Aun así, con detener la destrucción de los entornos naturales no alcanza. En los años venideros, el cambio climático agravará los desafíos que ya estamos afrontando en la actualidad, y hasta el momento parece que no existe tecnología que pueda salvarnos de una sequía prolongada ni de una lluvia torrencial. Ante esta realidad, crear un colchón de naturaleza que amortigüe el impacto de estos fenómenos se vuelve esencial para garantizar la supervivencia de las futuras generaciones. Restaurando entornos degradados y diseñando nuevas áreas naturales podríamos erigir verdaderos guardianes del clima que eliminen de la atmósfera el carbono que contribuye al calentamiento global, regulen los patrones de lluvia y protejan el suelo de la erosión. En lugar de construir cada vez más diques y embalses, una alternativa beneficiosa a largo plazo para asegurar la provisión constante de agua limpia durante todo el año sería restaurar y proteger los ecosistemas de los valles y las montañas. En vez de invertir en aires acondicionados y aumentar la producción de energía para sostenerlos, se pueden plantar árboles en las calles y crear áreas boscosas dentro de las ciudades para que amortigüen las altas temperaturas del verano, evitando la acumulación de calor en el cemento. Destinar franjas de tierra que conecten entre sí las diferentes áreas naturales es una forma de cuidar los ecosistemas que aún están intactos, mitigar la velocidad de extinción de especies y proveer de un hogar a los polinizadores. Además, debido a las malas prácticas de la agricultura y la ganadería, una proporción importante de las tierras productivas del mundo se está degradando a un ritmo alarmante. Así, el segundo principio —restaurar los ecosistemas degradados— requiere de darle una mano a la naturaleza para que se recupere y, de paso, nos ayude a nosotros.

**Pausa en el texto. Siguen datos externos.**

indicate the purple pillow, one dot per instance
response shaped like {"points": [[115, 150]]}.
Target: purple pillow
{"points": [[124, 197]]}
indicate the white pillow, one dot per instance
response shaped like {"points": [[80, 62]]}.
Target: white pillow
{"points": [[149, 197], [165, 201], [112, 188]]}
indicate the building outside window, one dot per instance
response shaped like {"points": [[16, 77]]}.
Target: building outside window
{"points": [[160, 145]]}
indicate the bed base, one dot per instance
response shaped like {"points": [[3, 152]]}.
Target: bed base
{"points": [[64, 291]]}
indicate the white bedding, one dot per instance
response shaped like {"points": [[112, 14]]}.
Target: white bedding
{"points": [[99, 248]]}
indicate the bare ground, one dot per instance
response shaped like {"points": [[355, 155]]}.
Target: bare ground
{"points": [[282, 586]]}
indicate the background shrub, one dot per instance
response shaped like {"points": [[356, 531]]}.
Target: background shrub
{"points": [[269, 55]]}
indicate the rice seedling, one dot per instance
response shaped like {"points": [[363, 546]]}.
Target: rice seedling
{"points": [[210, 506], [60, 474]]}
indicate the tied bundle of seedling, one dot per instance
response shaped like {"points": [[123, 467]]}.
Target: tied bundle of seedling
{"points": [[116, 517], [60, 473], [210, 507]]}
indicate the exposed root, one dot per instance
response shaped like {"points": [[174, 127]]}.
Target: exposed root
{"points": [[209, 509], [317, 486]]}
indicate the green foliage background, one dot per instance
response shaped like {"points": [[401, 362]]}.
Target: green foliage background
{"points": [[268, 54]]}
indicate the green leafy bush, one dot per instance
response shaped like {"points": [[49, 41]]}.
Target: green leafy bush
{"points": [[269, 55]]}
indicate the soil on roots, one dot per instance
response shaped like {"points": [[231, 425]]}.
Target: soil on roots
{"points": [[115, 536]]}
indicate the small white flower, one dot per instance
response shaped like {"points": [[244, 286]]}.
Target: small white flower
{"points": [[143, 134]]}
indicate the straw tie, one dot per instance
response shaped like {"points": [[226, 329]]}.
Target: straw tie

Si bien estos dos principios son importantes para sobrellevar los tiempos tormentosos que se avecinan, también implican que tendremos menos tierras disponibles para producir alimentos. Es decir, tendremos que aumentar la cantidad de alimentos que producimos en las actuales tierras de cultivo y pastoreo (o quizás en menos). Esto se denomina intensificar la producción y es lo que estuvimos haciendo durante los últimos sesenta años desde que nació la Revolución Verde. Para repasar, incrementar la producción por unidad de superficie implicó utilizar maquinaria, mucho combustible fósil, irrigar vastas superficies de cultivo, aumentar el uso de insumos industriales como fertilizantes y pesticidas, y encerrar a los animales para que se coman los granos que podrían ser destinados a los humanos. Hoy está claro que, si bien necesitamos incrementar la producción de alimentos, alcanzar ese objetivo a toda costa es una locura insostenible. Entonces, no sólo debemos producir más en las tierras que tenemos, sino que debemos reducir el impacto ambiental en esa misma superficie. Por eso, el tercer principio implica utilizar menos insumos, para lo cual tenemos dos enfoques bien distintos pero que no son excluyentes: el tecnológico y el ecológico.